How much Vram is on the graphics card?


----------



## koen-92 (May 27, 2008)

this ain't no ram issue i know for sure... i think it's 256mb but when it needs more ram it will take some of my pc


----------



## iwassnow (Jun 19, 2006)

Well that is tricky. Guess all we can do now is go over everything one at a time. >.<

Are direct 3d and directdraw enabled?
Also, is your sound card DX compliant?(can find out by testing direct sound)


----------



## koen-92 (May 27, 2008)

Are direct 3d and directdraw enabled?
uuuuuuuum think so :$

and yes my card is DX compliant


----------



## iwassnow (Jun 19, 2006)

start > Run "dxdiag" click on display tab and double check


----------



## koen-92 (May 27, 2008)

yes both enabled


----------



## iwassnow (Jun 19, 2006)

Run full scans for virus and spyware.

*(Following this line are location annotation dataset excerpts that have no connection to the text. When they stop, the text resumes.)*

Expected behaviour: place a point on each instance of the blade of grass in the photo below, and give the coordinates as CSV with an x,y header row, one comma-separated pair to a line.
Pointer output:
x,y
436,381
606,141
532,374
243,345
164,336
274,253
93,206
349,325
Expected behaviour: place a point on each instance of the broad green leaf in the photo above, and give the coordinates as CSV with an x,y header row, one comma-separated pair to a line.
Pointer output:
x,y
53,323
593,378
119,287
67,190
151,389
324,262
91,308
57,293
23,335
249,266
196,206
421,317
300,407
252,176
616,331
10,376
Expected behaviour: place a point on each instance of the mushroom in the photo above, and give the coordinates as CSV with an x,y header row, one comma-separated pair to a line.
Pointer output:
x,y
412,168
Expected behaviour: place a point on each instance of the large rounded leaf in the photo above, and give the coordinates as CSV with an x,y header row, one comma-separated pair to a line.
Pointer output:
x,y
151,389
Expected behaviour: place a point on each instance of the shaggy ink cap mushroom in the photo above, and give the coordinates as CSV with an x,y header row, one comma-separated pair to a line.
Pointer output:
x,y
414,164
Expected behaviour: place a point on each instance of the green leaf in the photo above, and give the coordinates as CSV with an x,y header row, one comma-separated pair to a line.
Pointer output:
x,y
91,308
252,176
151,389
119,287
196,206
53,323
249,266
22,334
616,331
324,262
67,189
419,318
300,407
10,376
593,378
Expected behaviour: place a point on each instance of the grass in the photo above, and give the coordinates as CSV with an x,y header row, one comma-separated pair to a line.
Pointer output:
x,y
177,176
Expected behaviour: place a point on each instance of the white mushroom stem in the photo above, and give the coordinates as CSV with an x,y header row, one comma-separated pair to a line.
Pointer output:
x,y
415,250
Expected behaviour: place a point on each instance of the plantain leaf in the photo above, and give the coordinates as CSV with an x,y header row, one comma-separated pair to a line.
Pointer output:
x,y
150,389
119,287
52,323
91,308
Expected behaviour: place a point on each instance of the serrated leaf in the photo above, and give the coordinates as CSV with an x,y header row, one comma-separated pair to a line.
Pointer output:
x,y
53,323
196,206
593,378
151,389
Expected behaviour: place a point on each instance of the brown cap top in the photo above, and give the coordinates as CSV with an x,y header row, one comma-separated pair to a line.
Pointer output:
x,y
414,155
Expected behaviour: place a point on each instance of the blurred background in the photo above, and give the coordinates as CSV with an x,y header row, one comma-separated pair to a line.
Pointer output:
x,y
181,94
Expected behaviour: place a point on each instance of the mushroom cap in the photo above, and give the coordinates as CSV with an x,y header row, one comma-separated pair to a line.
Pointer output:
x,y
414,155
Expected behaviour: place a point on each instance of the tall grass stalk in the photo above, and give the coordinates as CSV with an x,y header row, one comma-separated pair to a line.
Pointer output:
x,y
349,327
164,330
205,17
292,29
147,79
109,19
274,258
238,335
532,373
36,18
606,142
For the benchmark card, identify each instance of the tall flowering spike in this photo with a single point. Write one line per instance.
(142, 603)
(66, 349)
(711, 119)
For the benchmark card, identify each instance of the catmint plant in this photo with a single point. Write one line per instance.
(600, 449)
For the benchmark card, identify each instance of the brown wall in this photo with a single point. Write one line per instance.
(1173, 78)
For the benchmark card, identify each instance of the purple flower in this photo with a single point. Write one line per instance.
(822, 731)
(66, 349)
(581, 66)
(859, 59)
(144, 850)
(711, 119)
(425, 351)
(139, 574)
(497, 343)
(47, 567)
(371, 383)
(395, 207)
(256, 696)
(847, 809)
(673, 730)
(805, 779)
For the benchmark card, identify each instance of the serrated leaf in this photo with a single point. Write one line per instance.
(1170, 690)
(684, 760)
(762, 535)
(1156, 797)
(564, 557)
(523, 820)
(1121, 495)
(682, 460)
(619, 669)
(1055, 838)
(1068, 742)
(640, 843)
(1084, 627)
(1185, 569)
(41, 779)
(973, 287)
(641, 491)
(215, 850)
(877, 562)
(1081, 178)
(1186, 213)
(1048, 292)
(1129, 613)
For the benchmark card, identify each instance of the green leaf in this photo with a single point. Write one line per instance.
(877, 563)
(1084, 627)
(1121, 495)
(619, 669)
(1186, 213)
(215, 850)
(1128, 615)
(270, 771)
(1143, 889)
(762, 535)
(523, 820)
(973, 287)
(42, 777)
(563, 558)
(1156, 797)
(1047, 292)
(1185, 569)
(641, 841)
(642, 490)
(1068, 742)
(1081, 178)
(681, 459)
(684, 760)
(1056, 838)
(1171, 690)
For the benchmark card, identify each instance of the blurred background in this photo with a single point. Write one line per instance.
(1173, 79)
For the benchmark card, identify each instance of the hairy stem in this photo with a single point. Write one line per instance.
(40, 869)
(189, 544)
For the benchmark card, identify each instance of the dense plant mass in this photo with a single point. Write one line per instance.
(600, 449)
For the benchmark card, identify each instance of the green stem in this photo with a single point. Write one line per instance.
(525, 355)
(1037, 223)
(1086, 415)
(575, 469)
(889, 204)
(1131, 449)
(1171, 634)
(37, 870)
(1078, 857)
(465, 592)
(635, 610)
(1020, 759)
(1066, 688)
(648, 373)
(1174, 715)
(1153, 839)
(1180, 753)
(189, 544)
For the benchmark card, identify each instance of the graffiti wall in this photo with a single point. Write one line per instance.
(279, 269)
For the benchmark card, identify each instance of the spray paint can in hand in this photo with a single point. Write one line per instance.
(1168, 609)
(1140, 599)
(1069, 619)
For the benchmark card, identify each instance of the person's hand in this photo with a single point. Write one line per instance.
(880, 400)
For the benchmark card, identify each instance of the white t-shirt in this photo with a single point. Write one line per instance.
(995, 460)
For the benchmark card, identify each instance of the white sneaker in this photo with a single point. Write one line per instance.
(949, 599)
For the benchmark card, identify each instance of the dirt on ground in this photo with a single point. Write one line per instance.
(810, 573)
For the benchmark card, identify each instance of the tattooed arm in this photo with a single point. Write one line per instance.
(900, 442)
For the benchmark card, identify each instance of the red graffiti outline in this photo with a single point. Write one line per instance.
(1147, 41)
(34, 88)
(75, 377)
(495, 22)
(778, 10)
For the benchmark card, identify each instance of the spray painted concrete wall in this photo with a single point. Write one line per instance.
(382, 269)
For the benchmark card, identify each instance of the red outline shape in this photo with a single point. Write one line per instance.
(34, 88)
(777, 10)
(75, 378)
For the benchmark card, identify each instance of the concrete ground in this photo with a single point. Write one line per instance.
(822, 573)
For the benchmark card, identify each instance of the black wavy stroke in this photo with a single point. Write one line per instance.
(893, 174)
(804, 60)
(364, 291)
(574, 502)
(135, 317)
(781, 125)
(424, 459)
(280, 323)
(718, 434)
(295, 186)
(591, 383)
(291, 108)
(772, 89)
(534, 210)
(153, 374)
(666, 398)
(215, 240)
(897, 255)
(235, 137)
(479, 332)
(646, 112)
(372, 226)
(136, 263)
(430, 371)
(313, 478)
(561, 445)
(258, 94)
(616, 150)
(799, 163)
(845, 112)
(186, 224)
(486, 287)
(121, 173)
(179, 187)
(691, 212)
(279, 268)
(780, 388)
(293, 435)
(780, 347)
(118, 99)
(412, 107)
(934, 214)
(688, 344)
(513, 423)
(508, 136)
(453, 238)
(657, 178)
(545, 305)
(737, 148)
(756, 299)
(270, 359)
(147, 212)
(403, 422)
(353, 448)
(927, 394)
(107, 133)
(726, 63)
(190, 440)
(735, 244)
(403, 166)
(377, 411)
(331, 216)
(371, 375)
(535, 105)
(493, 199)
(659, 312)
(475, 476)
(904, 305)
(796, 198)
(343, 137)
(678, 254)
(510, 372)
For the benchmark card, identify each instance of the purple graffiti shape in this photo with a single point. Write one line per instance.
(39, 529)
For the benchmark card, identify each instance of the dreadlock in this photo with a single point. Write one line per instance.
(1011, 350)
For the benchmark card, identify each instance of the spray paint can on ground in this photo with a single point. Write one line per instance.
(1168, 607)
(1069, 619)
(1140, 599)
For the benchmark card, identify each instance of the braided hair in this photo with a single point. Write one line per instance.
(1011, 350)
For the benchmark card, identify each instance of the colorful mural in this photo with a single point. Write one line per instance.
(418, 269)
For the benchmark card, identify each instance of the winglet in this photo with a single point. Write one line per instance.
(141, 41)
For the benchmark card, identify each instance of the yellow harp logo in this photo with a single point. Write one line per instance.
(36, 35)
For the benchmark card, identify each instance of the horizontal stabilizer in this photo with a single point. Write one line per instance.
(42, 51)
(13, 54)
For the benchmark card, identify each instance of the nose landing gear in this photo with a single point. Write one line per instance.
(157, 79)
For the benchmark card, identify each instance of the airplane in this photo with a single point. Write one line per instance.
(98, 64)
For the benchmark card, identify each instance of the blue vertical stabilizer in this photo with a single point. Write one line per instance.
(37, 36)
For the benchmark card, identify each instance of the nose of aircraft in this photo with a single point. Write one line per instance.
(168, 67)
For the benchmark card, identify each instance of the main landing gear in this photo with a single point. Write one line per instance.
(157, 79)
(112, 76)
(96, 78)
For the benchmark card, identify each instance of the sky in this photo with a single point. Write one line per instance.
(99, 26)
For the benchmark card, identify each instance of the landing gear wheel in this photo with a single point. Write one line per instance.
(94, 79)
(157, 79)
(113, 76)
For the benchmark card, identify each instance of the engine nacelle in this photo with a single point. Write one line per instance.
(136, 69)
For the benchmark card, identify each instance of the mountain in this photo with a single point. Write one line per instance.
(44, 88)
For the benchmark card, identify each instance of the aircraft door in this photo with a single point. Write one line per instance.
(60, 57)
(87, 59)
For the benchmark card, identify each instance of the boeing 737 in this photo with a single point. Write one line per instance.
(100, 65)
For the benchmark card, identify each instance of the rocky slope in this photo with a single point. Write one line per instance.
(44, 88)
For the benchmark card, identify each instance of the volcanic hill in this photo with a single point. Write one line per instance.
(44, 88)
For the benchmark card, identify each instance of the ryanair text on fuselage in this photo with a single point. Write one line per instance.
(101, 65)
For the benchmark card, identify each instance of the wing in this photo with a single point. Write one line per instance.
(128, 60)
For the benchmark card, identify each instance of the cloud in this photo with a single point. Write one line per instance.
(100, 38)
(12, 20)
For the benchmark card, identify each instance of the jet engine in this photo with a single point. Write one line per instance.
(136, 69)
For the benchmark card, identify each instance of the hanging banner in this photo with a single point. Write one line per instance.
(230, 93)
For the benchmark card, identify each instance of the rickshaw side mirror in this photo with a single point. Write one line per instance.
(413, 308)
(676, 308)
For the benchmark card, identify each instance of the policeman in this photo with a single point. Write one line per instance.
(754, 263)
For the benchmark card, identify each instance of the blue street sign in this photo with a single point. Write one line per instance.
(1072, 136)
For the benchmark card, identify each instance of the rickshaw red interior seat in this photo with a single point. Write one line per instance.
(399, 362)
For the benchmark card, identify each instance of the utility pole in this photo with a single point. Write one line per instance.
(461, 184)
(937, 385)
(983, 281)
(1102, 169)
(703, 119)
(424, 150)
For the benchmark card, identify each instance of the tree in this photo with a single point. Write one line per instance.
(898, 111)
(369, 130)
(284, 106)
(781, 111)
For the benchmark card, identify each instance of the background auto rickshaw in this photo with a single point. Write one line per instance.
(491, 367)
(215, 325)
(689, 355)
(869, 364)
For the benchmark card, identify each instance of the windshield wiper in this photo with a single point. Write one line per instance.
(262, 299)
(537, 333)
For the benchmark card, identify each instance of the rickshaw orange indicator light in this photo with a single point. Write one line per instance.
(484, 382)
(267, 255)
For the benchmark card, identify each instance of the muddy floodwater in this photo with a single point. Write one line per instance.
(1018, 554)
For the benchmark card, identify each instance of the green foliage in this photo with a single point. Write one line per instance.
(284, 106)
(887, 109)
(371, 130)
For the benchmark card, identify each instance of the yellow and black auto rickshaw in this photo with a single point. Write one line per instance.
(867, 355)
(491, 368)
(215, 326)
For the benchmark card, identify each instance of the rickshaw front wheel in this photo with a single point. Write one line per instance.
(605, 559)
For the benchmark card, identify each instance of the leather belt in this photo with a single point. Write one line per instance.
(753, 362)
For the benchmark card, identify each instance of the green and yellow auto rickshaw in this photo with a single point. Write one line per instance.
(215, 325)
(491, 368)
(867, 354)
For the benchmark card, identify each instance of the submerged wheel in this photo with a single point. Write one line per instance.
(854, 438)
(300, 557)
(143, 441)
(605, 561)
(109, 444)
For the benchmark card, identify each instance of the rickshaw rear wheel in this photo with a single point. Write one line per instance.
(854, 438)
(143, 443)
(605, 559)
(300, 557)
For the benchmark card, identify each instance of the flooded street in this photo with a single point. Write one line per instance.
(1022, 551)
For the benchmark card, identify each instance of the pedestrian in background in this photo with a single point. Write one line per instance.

Reply if you need free ones.


----------



## koen-92 (May 27, 2008)

i did last night.. no trojans/no virusses/etc etc etc


----------



## iwassnow (Jun 19, 2006)

How big is your page file?


----------



## koen-92 (May 27, 2008)

what you mean with page file? of what?


----------



## iwassnow (Jun 19, 2006)

The page file is a temporary file on your hard disk that windows uses as extra memory.

Assuming Vista Task manager is the same as XP, do ctrl-alt-del and click on the performance tab and it will tell your page file statistics.


----------



## koen-92 (May 27, 2008)

fysik memory:
total 2045
in cach 1230
available 5

system:
inputs 21315
threads 877
processes 75


thats all... dunno what it all is but thats what's standing on that page


----------



## iwassnow (Jun 19, 2006)

The Physical Memory had a (k) next to it right? If so then we may have idendtified the problem.


----------



## koen-92 (May 27, 2008)

no just Physical Memory (MB)


----------



## iwassnow (Jun 19, 2006)

Ok well that explains a bit more, however 5mb available is not alot...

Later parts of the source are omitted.